弁護士費用や診断書の作成費用は、手続費用には含まれず、弁護士や医師に依頼した貴殿の負担となるのが原則です。
【解説】
1 申立ての手続費用の負担
後見開始の申立てに関する手続費用の負担については、家事事件手続法28条1項が、「手続費用は、各自の負担とする。」と規定しており、申立ての手続費用は、その申立てをした人が負担するものと定められています。したがって、後見開始の申立ての手続費用は、申立人である貴殿の負担となるのが原則です。
しかし、家事事件の申立ては必ずしも申立人自らの利益のためにされるとは限らないため、申立人の負担とすると、かえって公平に反するような場合もあります。そこで、そのような場合の例外として同条2項は、「裁判所は、事情により、前項の規定によれば当事者及び利害関係参加人がそれぞれ負担すべき手続費用の全部又は一部を、その負担すべき者以外の者であって次に掲げるものに負担させることができる。」とし、1号から3号までを列挙しています。
後見開始申立ての手続費用については、そのうち3号の、その裁判により直接に利益を受ける被後見人(母)について、審判を受ける成年後見人に準ずる者として、手続費用の一部を負担させるのが一般です。
その場合、後見開始決定の審判書に「手続費用のうち、申立手数料、後見登記手数料、送達・送付費用及び鑑定費用は本人の負担とし、その余は申立人の負担とする。」などと書かれます。
よって、審判書で本人(母)の負担とされた上記手続費用については、後日後見人に費用の償還を求めることができます。
2 申立ての弁護士費用等について
家事事件の手続費用の範囲と額については、民事訴訟費用等に関する法律2条に列挙されていますが、弁護士費用や診断書作成費用は含まれていないため、これらは手続費用ではありません。弁護士や医師に依頼したのは貴殿ですから貴殿の負担となるのが原則です。

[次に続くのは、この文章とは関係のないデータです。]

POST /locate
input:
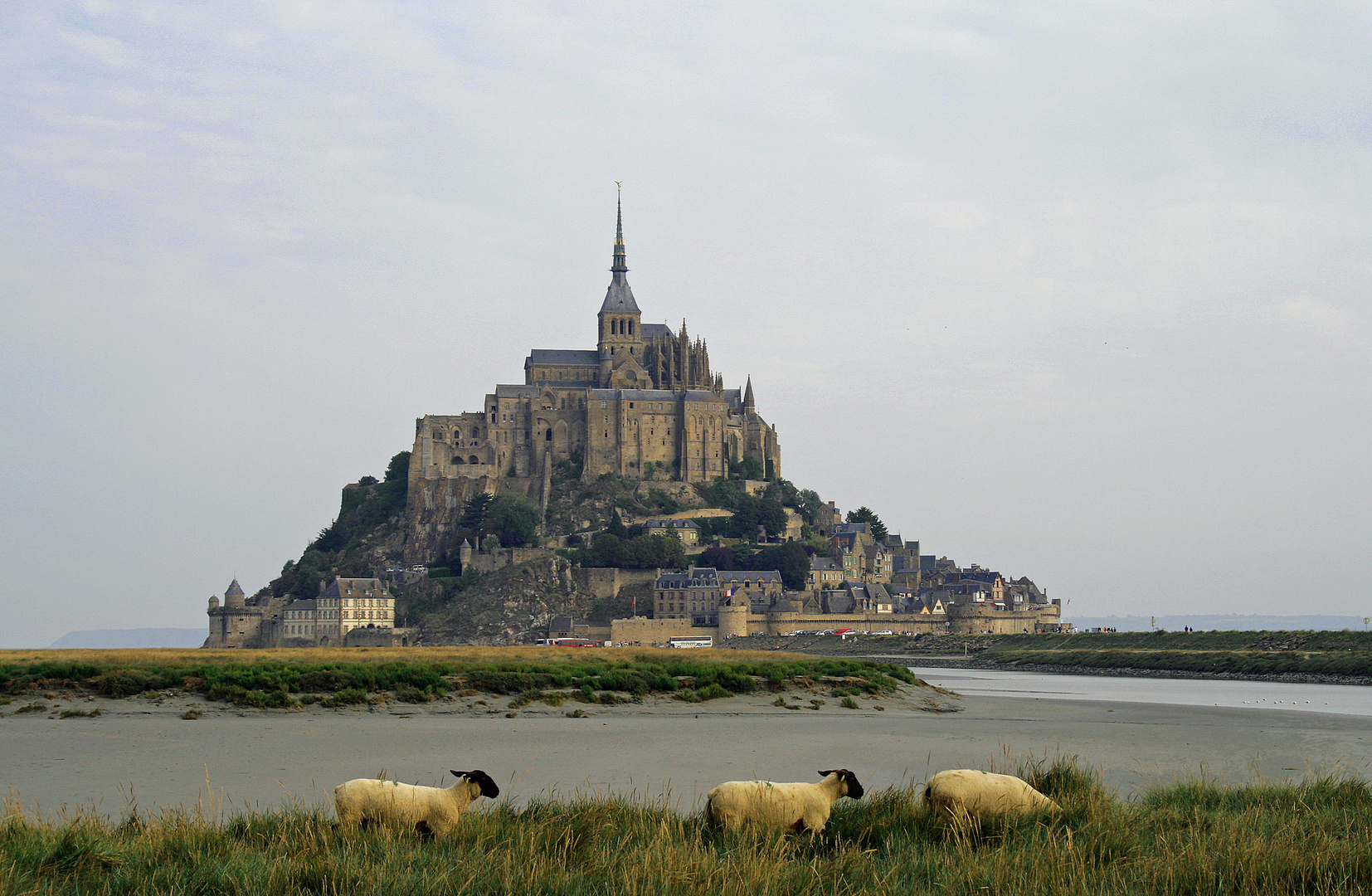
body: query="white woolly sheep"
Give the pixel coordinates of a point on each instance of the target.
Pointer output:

ただし、弁護士費用について、例えば申立人が遠方に居住しており、多忙で自分では手続きができず、また遺産分割協議を進めるためなど申立てが申立人の利益のためにしたものではなく、弁護士への依頼内容や金額が過大でない場合、被後見人に十分な資力があれば、事務管理の法理を類推して有益費用として後見人が償還してもよいのでは、という考え方もあるようですので、そのような事情があれば、一度後見人と相談してみてください。